Minggu, 23 Desember 2012

0 BERANTAS KORUPSI DENGAN KHILAFAH ISLAMIYAH



Setelah ditunggu-tunggu, Presiden Susilo Bambang Yudhoyono akhirnya dengan tegas memerintahkan Polri untuk menyerahkan sepenuhnya penanganan kasus hukum dugaan korupsi simulator mengemudi di Korps Lalu Lintas Polri kepada KPK. Dengan itu, diharapkan kasus-kasus kelas kakap seperti kasus Hambalang, Wisma Atlet, Century dan lainnya, segera tuntas dan negeri ini bisa bebas dari korupsi.

Harapan bebas dari korupsi sebenarnya hanya bisa terealisasi jika pemberantasannya dilakukan menggunakan sistem lain, sebab sistem yang ada justru menjadi faktor pemicu utama muncul dan langgengnya korupsi di negeri ini.

Sistem yang bisa diharapkan itu tidak lain adalah sistem Khilafah Islamiyah yang menerapkan Syariah Islam secara totalitas. Hal itu mengingat: Pertama, dasar akidah Islam mampu melahirkan kesadaran bahwa setiap gerak-gerik kita senantiasa diawasi oleh Allah SWT sehingga melahirkan ketakwaan pada diri masing-masing.
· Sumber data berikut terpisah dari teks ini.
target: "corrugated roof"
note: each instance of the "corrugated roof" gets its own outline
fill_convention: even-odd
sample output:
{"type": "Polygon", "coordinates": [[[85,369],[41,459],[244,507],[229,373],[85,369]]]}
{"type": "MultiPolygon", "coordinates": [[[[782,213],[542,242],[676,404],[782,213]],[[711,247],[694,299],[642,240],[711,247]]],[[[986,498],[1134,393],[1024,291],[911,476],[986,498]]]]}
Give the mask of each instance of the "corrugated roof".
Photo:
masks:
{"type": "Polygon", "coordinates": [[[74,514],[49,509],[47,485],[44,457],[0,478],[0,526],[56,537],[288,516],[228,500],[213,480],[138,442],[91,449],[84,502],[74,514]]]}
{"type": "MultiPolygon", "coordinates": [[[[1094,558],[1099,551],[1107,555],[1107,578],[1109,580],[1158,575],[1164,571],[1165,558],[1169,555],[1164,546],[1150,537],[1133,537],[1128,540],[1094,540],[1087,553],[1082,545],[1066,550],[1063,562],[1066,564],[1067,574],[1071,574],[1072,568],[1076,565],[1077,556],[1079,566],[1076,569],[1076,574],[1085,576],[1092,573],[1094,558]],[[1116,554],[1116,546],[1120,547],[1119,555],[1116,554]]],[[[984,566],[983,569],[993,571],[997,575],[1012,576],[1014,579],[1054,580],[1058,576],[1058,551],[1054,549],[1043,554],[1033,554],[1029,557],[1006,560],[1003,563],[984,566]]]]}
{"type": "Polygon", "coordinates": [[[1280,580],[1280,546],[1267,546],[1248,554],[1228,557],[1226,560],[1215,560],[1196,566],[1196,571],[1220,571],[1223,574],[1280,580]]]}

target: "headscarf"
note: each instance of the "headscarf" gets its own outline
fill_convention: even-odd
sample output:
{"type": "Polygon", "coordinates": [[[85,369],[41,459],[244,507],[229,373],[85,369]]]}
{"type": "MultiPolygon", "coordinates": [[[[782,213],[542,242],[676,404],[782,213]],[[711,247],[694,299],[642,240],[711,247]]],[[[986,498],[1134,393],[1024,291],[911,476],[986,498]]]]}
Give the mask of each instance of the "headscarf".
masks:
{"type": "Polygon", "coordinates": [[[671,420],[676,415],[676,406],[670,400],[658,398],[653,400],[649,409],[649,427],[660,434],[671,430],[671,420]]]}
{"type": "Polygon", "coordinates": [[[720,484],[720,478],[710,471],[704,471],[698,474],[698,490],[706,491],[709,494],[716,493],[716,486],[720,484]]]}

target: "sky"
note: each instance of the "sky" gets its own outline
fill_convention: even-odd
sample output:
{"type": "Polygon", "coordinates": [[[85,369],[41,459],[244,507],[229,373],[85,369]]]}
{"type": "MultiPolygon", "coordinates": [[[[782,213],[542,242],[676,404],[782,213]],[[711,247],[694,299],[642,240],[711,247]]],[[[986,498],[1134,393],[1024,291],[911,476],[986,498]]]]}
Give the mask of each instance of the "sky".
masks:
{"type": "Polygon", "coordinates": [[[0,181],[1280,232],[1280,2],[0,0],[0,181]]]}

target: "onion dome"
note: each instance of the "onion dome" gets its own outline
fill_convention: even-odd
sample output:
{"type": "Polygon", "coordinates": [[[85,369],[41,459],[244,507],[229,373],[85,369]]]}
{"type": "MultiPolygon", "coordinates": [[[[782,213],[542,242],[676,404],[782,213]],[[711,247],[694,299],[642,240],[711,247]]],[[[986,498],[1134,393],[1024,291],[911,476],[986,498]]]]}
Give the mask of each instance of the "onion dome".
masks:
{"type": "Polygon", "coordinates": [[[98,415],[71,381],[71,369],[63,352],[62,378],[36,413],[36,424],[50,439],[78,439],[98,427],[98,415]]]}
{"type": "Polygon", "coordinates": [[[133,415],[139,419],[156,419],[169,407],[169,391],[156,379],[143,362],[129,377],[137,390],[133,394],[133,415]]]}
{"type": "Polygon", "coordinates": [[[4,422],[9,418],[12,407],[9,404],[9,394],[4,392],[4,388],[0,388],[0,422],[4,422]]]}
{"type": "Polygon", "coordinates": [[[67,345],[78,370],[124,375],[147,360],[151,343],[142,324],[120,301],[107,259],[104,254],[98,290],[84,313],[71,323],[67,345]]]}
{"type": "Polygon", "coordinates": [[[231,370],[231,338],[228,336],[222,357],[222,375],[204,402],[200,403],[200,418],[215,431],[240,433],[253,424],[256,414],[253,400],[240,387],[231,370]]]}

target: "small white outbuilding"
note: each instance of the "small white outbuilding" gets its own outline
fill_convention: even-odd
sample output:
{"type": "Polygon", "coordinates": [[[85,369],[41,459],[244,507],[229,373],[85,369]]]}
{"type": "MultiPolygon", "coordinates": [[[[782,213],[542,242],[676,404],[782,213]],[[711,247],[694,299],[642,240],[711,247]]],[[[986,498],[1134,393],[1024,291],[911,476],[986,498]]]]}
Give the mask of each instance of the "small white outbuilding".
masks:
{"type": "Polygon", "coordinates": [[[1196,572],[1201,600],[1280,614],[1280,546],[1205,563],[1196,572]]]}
Kedua, sistem politik Islam termasuk dalam hal pemilihan pejabat dan kepala daerah, tidaklah mahal. Sehingga tidak akan muncul persekongkolan untuk mengembalikan modal yang digunakan sewaktu menikuti pemilihan.

Ketiga, politisi dan proses politik, kekuasaan dan pemerintahan tidak bergantung dan tersandera oleh kepentingan parpol, sehingga hukum tidak akan tersandera oleh kepentingan seperti dalam sistem demokrasi. Peran parpol dalam Islam adalah fokus dalam mendakwahkan Islam, amarmakruf dan nahi mungkar atau mengoreksi dan mengontrol penguasa.

Keempat, struktur dalam sistem Islam semuanya berada dalam satu kepemimpinan Khalifah, sehingga ketakpaduan antar instansi dan lembaga bisa diminimalisir bahkan tidak terjadi. Faktor absennya peran kepemimpinan bisa dihindari, berbeda dengan fakta yang ada sekarang.

Kelima, sanksi bagi pelaku korupsi mampu memberikan efek cegah dan jera. Bentuk dan kadar sanksi atas tindak korupsi diserahkan kepada ijtihad Khalifah atau qadhi, bisa disita seperti yang dilakukan oleh Khalifah Umar bin Khaththab, atau tasyhîr (diekspos), penjara, hingga hukuman mati.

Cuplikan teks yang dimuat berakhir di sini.